Created 07-02-2018 04:18 PM
It seems that the app is not picking up the hbase-site.xml and is connecting to localhost (connectString=localhost:2181).
copy hbase-site.xml to /etc/spark/conf/ in the node where you are launching the job and also pass the hbase-site.xml using --files in spark-submit command (--files /etc/spark/conf/hbase-site.xml).
Created 07-02-2018 04:52 AM
Can you upload your hbase configuration file.
Created 07-02-2018 07:56 AM
@karthik nedunchezhiyan I have attached hbase-site.xml, I hope it helps.

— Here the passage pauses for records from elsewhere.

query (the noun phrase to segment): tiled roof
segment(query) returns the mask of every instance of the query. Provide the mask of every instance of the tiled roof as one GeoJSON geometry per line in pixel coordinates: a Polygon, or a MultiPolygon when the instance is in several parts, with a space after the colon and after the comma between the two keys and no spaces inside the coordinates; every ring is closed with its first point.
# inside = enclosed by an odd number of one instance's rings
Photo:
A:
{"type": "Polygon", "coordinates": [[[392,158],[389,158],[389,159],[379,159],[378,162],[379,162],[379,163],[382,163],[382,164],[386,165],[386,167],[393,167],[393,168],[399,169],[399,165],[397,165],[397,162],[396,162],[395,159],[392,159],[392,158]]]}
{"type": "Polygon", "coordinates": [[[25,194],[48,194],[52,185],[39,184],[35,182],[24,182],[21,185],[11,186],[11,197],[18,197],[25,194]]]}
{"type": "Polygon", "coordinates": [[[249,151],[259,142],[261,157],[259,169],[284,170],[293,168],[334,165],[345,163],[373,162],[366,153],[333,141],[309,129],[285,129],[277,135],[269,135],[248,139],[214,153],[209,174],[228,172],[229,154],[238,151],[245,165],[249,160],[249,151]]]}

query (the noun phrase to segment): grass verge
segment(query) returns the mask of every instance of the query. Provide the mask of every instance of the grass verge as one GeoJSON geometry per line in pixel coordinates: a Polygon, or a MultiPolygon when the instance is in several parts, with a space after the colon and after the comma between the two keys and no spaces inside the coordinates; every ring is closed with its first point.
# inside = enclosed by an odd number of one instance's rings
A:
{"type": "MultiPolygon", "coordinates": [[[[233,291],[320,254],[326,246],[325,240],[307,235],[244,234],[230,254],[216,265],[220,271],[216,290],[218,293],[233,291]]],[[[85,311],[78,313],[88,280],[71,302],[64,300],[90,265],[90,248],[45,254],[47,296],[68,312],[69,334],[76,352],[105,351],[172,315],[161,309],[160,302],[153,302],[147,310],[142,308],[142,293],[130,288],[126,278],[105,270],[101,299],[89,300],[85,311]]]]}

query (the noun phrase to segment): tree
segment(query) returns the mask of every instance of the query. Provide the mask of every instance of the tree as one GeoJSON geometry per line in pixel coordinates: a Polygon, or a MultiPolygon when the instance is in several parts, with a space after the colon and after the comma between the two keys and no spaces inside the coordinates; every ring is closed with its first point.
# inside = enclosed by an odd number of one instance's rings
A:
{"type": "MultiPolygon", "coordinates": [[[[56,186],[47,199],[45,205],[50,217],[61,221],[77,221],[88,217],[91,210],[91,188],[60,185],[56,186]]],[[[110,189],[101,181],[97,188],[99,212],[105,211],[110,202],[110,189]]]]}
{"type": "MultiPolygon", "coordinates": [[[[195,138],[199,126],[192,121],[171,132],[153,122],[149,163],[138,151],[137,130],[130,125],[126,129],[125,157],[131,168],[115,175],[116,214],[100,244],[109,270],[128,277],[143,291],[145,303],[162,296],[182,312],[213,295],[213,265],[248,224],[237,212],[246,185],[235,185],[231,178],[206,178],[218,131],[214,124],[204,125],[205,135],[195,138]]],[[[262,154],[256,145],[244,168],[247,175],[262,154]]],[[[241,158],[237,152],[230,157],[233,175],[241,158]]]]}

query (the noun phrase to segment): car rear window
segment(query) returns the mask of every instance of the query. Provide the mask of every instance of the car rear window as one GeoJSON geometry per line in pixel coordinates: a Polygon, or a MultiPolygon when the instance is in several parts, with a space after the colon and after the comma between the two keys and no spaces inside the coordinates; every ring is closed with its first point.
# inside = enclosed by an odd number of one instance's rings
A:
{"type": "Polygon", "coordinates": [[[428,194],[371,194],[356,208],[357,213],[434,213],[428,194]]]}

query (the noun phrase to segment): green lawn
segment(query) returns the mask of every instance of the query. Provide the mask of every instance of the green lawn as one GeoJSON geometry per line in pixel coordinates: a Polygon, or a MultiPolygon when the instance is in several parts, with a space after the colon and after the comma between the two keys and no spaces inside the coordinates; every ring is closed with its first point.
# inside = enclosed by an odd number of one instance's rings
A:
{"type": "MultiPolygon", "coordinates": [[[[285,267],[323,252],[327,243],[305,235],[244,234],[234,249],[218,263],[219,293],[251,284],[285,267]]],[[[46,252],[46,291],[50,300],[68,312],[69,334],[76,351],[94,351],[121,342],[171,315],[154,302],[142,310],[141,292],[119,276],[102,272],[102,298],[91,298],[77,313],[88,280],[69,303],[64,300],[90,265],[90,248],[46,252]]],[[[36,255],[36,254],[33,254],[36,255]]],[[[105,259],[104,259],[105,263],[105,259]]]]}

Created 07-02-2018 04:18 PM
It seems that the app is not picking up the hbase-site.xml and is connecting to localhost (connectString=localhost:2181).
copy hbase-site.xml to /etc/spark/conf/ in the node where you are launching the job and also pass the hbase-site.xml using --files in spark-submit command (--files /etc/spark/conf/hbase-site.xml).
Created 07-03-2018 12:37 PM
Hi @Sandeep Nemuri thanks for answering. I did as mentioned above and now my code runs fine with deploy-mode as client, but now I ran into another issue where the data displayed is blank. However I can see the data on hbase shell prompt. I have already checked the rowkey,table name and namespace name. What do you think is missing ?
val df = withCatalog(catalog) df.show df.select($"col0").show(10) spark.stop()
Created 07-03-2018 12:45 PM
@vivek jain Glad that it worked, Would you mind marking this thread as closed by clicking on "Accept" and asking a new question with the code used and the console output.
Created 07-03-2018 02:58 PM
@Sandeep Nemuri thanks for the help, surely will do so.